Diagnosis usually doesn't occur until the condition reaches an advanced stage. The most significant laboratory test findings are urine sediment, containing RBCs and casts, and diluted urine with a low specific gravity (1.010), low osmolality (less than 400 mOsm/kg), and high sodium level (40 to 60 mEq/L).

Blood studies reveal elevated blood urea nitrogen and serum creatinine levels, decreased serum protein levels, anemia, defects in platelet adherence, metabolic acidosis, and hyperkalemia.

An electrocardiogram may show arrhythmias (from electrolyte imbalances). With hyperkalemia, it also may show a widening QRS complex, disappearing P waves, and tall, peaked T waves.

Treatment

Acute tubular necrosis requires vigorous supportive measures during the acute phase until normal renal function resumes. Initial treatment may include administration of diuretics and infusion of a large volume of fluids to flush tubules of cellular casts and debris and to replace fluid loss. This treatment carries a risk of fluid overload. Long-term fluid management requires daily replacement of projected and calculated losses (including insensible loss).
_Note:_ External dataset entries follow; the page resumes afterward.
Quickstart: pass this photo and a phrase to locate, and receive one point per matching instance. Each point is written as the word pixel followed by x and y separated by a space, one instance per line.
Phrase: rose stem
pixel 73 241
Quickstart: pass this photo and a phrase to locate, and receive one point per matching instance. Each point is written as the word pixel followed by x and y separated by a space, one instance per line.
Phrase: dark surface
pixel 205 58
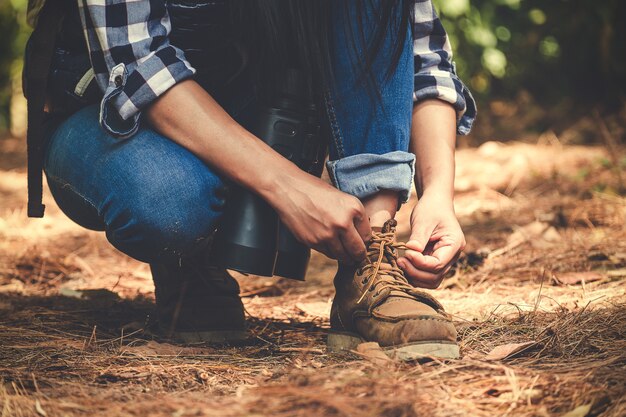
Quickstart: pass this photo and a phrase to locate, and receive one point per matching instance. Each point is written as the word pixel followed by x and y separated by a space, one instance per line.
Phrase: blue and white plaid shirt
pixel 135 63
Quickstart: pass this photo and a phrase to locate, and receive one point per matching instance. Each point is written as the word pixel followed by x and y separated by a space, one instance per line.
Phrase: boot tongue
pixel 385 265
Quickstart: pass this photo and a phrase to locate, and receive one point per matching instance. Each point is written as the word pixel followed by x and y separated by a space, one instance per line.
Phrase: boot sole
pixel 213 336
pixel 438 349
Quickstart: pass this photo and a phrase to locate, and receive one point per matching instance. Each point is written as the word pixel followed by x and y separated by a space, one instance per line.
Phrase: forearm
pixel 189 116
pixel 433 138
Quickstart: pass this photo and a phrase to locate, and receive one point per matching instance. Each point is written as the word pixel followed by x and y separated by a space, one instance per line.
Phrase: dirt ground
pixel 538 299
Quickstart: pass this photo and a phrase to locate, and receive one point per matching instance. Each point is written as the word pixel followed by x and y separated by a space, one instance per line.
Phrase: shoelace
pixel 383 244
Other appropriate measures to control complications include transfusion of packed RBCs for anemia and administration of antibiotics for infection. A patient with hyperkalemia may require emergency I.V. administration of 50% glucose, regular insulin, and sodium bicarbonate. Sodium polystyrene sulfonate may be given by mouth or by enema to reduce extracellular potassium levels. Peritoneal dialysis or hemodialysis may be needed for a catabolic patient.

Prevention

Prompt treatment of conditions that can result in decreased blood flow and decreased oxygenation of the kidneys may reduce the risk of acute tubular necrosis.

Blood transfusions are crossmatched to reduce the risk of incompatibility reactions.

Disorders such as diabetes, liver disorders, or cardiac disorders must be controlled as much as possible to reduce the risk of ATN.